Has Amazon EC2 become over subscribed? (2010)

trotsky · on April 22, 2013

I was trying to figure out how this guy could be so behind the times - just discovered internal network latency at AWS?

Then I saw:

Published: 9:01 AM GMT, Tuesday, 12 January 2010

ultimoo · on April 22, 2013

Yes, the year of the blog should definitely be present in the HN title.

That said, what is the deal with the internal network latency and the other points the OP touched upon today? Did Amazon get around to resolving things, or have things worsened?

seldo · on April 22, 2013

My non-rigorous impression is that latency is roughly the same now as it was in 2010, i.e. not great, but at least it hasn't been getting worse.

redact207 · on April 22, 2013

Have there been any improvements since then?

codewright · on April 22, 2013

No, it's still common to have in-house "find a good node" code that fires up and takes down machines until one that will be reliable is found.

wmf · on April 22, 2013

Previous HN discussion: https://news.ycombinator.com/item?id=1048694

t0 · on April 22, 2013

Can you enlighten us? Why is it so slow? Are some people abusing all of that free bandwidth? Is their LAN simply not built to handle much traffic?

trotsky · on April 22, 2013

I don't have any inside information, but I would guess it's because their san is so sketchy everyone rolls their own DFS and uses other chatty replication strategies, leaving the network running data and disk on the same topology. These days a lot of that traffic will take 4 hops within an AZ.

dotBen · on April 22, 2013

I'm loathed to perpetuate a 3 year old article, but...

One of the key contributing factors to this kind of network degradation of AWS (/or other cloud vendor) is the abundance of the "bad neighbor test" - where a client performs tests to see if they can achieve a 'preferred' amount of CPU/IO on the host of their new instance.

Resource sharing rules at the host level actually means that if everyone is trying to max out their instance, you would still get the equal share you are entitled to and guaranteed with your instance, so what the bad neighbor test really means is whether you can actually go into your neighbor's CPU allocation due to their under-use.

Well, if everyone does that then the system degrades as someone has to a party using less than their allocation and the amount of instance spots that don't fail the 'bad neighbor test' become non existant.

The overall health of the entire network would actually be better if folks didn't do this practice and instead everyone simply evened out their use across their instances that enjoy additional resources and stuck it out with the %age of their instances that only achieved their guaranteed minimum resource use and no more.
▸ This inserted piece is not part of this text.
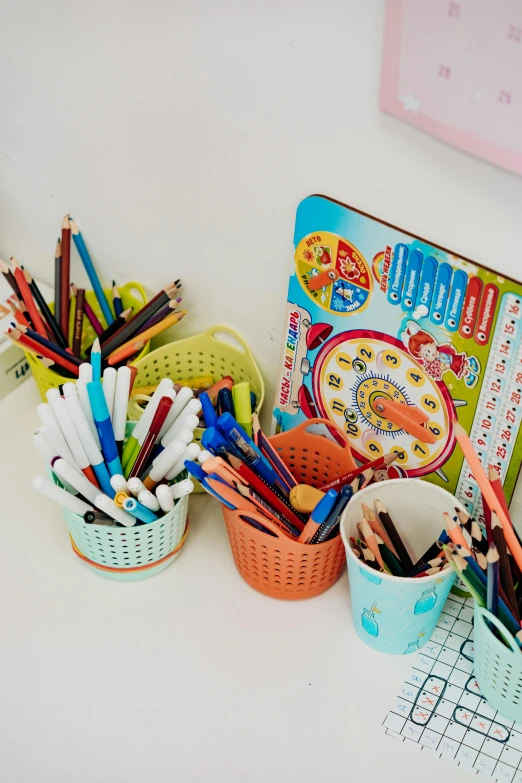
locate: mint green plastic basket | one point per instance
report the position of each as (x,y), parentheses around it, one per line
(129,553)
(498,668)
My company uses another "cloud-like" vendor and although we don't perform 'bad neighbor' tests upon new instances, it is fair to say our application benefits from the fact that the majority of the instances on their network are under-utilized and we can push into the max CPU of the host beyond the limits we pay for. Where instances do share 'bad neighbors' (ie we can only get what we paid for and no more - boo hoo, etc) we still keep the instance but simply route around that and distribute less load than on other nodes in our network.
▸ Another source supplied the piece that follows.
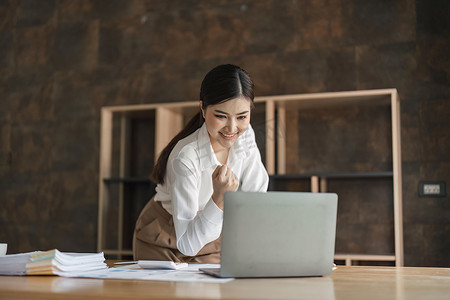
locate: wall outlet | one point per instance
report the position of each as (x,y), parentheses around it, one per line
(432,189)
That doesn't become the most cost effective mechanism, but the "savings" of the 'bad neighbor test' are probably negligible and ironically by not doing this we become the "good neighbors".
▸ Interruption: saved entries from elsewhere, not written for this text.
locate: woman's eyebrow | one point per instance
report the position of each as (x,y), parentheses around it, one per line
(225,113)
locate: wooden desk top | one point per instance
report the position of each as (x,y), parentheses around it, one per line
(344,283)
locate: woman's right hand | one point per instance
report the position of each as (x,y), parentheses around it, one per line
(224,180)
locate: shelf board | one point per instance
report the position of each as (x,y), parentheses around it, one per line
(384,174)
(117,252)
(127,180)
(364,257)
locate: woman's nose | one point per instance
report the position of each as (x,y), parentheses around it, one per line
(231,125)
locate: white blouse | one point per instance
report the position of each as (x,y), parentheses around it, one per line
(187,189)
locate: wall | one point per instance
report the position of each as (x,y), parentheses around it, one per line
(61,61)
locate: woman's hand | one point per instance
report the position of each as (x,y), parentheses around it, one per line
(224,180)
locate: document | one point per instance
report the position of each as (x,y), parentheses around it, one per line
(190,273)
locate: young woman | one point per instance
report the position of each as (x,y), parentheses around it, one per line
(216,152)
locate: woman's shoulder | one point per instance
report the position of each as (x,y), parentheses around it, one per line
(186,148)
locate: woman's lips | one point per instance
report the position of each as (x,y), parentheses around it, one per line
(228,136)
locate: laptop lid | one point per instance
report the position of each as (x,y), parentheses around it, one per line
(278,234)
jamesaguilar · on April 22, 2013

Actually, if the system is well-isolated and correctly subscribed, at worst you'll get exactly your reservation. It is not necessarily the case that someone has to lose.

dotBen · on April 22, 2013

Right. The problem is that a 'bad neighbor' test is often defined as when one can only get that guaranteed minimum amount of resource.

That's the part that doesn't scale.

michaelt · on April 22, 2013

The amazon documentation doesn't let you pin down exactly what that guaranteed minimum is, as half the measures are things like 'IO Performance: Moderate' or 'Compute Units: 4' or aren't specified at all (like EBS performance)

Makes sense from Amazon's perspective, of course - less promises to keep, more flexibility.

Can't blame people for measuring the performance empirically, in the absence of hard guarantees. Just that produces results that happen to be wrong.

nucleardog · on April 22, 2013

Compute units are actually a quantitative unit. One compute unit is, to the best of my recollection as I'm on mobile, the equivalent work of a specific class of 1.7GHz CPU.

Other than the "I/O Performance", I think all of their specs are pretty well defined if you're willing to dig up the appropriate docs.

michaelt · on April 22, 2013

I suppose it depends on whether your application depends on ephemeral disk random or sequential I/O, EBS I/O, I/O to the internet at large, cpu cache, ram bandwidth, support for AVX instructions and so on.

To be fair it's understandable why Amazon doesn't promise these features will or won't be present - it would make their already-complicated product offering even more complicated. And for a great many applications, customers won't be sensitive to details like CPU cache and disk performance.

jamesaguilar · on April 22, 2013

Seems like the simplest solution is simply to pay for what you need. How many businesses are really compute-cost-bound these days?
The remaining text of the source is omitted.